Не мной замечено: стихи недавно ушедшего поэта – палимпсест; когда читаешь, начинает проступать второй, провидческий – в отношении своей судьбы – смысл. Особенно если поэт был твоим другом.
Когда мы станем тихим белым эхом,
И этот мир засыплет чёрным смехом,
И синий кот уснёт в слепой ночи,
Я упаду на жёлтые преданья
На старом окровавленном диване
И в топку памяти подброшу кирпичи.
Он одним из первых среди нас стал этим тихим белым эхом. «Нас» – ташкентских ребят-очкариков, где-то начала семидесятых рождения, где-то конца восьмидесятых поступления в университет – не уточняю какой, поскольку университет тогда в Ташкенте был только один. Ташкентский. Государственный. Имени. ТашГУ, одним словом. Был одним из учившихся в нем как раз в недолгий период свободы между застоем и отстоем. Ну и бардака – тоже. Потому что – какая же свобода без бардака?
Но пока не буду подбрасывать в топку памяти кирпичи. Еще не остыла боль, а писать воспоминания нужно, когда все осядет, когда промоются все детали. Пока – только о Владе как поэте.

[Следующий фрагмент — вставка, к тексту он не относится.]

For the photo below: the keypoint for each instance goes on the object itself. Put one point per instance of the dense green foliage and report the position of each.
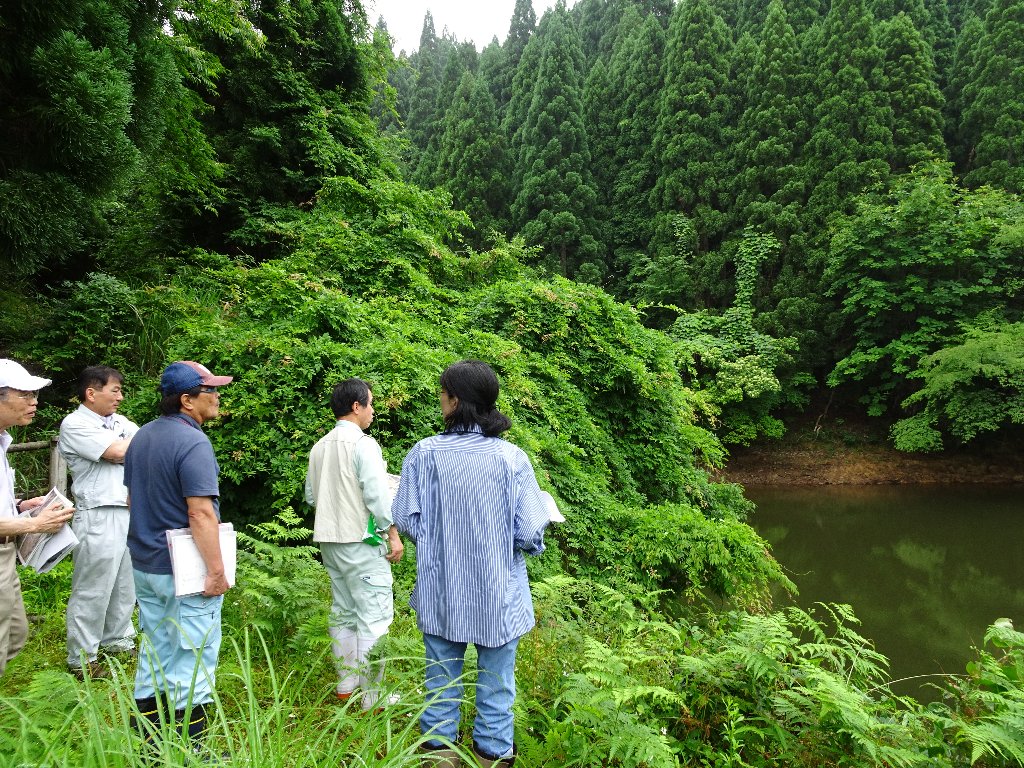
(702, 120)
(207, 180)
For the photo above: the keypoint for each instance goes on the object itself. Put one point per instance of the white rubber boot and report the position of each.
(372, 673)
(344, 644)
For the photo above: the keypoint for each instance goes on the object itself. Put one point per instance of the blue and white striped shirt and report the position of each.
(472, 506)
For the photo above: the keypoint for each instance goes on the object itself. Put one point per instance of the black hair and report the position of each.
(97, 377)
(171, 403)
(475, 384)
(347, 392)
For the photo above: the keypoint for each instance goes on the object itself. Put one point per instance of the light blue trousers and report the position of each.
(179, 658)
(493, 729)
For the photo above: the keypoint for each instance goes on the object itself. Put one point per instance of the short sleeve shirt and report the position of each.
(7, 508)
(168, 460)
(84, 437)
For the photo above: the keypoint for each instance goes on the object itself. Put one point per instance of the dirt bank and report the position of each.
(821, 463)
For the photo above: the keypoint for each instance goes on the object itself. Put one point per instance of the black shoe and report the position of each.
(94, 670)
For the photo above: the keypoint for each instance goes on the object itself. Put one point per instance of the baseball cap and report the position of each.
(184, 375)
(14, 376)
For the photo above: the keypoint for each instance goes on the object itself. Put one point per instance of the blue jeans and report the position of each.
(493, 731)
(183, 635)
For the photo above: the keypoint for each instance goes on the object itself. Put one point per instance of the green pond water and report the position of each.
(926, 567)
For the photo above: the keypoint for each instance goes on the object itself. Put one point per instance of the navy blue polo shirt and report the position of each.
(167, 460)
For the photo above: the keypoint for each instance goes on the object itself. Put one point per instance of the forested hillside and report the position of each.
(873, 150)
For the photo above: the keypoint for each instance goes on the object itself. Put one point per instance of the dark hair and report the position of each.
(475, 384)
(97, 377)
(171, 403)
(347, 392)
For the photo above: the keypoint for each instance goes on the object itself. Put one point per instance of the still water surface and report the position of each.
(926, 567)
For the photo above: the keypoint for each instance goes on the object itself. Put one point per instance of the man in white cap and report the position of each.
(18, 397)
(172, 479)
(93, 440)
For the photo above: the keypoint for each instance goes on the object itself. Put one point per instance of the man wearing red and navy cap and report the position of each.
(172, 478)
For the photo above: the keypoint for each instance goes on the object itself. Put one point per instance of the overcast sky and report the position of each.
(467, 19)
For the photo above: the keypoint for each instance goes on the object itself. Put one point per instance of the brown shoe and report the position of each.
(439, 758)
(94, 670)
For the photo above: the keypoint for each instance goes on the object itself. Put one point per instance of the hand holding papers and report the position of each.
(189, 567)
(42, 551)
(549, 502)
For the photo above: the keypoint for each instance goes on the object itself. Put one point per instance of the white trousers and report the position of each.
(102, 589)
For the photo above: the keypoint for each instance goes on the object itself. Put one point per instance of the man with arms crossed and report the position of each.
(171, 474)
(18, 397)
(347, 483)
(93, 440)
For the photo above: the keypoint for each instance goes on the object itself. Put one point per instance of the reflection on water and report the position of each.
(926, 568)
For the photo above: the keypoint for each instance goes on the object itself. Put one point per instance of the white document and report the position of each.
(187, 564)
(42, 551)
(549, 503)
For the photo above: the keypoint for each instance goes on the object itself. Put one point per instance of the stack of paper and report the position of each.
(189, 567)
(42, 551)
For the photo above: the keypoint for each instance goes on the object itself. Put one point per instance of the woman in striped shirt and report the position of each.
(470, 502)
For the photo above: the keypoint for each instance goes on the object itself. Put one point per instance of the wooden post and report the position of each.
(58, 468)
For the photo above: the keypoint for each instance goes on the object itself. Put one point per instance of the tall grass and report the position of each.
(262, 716)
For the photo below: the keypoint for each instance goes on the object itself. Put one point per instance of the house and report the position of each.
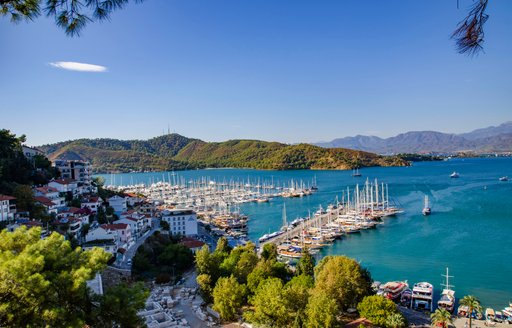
(80, 171)
(92, 203)
(123, 230)
(193, 244)
(48, 204)
(51, 193)
(181, 221)
(65, 185)
(106, 239)
(7, 208)
(118, 203)
(30, 152)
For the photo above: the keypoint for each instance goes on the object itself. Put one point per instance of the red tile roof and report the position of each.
(46, 189)
(5, 197)
(191, 243)
(64, 181)
(115, 226)
(45, 201)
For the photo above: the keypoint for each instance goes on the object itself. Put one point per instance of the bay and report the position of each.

Впервые столкнулся с его стихами курсе на третьем. Достал из почтового ящика конверт; даже не помню, что значилось как обратный адрес. Вскрыл. Конверт был набит стихами. Эпиграф был из Гребенщикова: «Не целовался я с тобой ни разу, / мой омерзительный безногий друг». Дальше шли такого же рода стихи – веселый талантливый стеб. Путем умозаключений вывел, что к делу причастна девушка, с которой тогда дружил, – незадолго до того она как раз уточняла мой домашний адрес. Во время ее допроса и всплыли фамилии – Каплан и Соколовский. Студенты ПММ – факультета прикладной математики и механики. Главный акын – Соколовский. Тогда же видел его где-то мельком – стройный, носатый, ироничный.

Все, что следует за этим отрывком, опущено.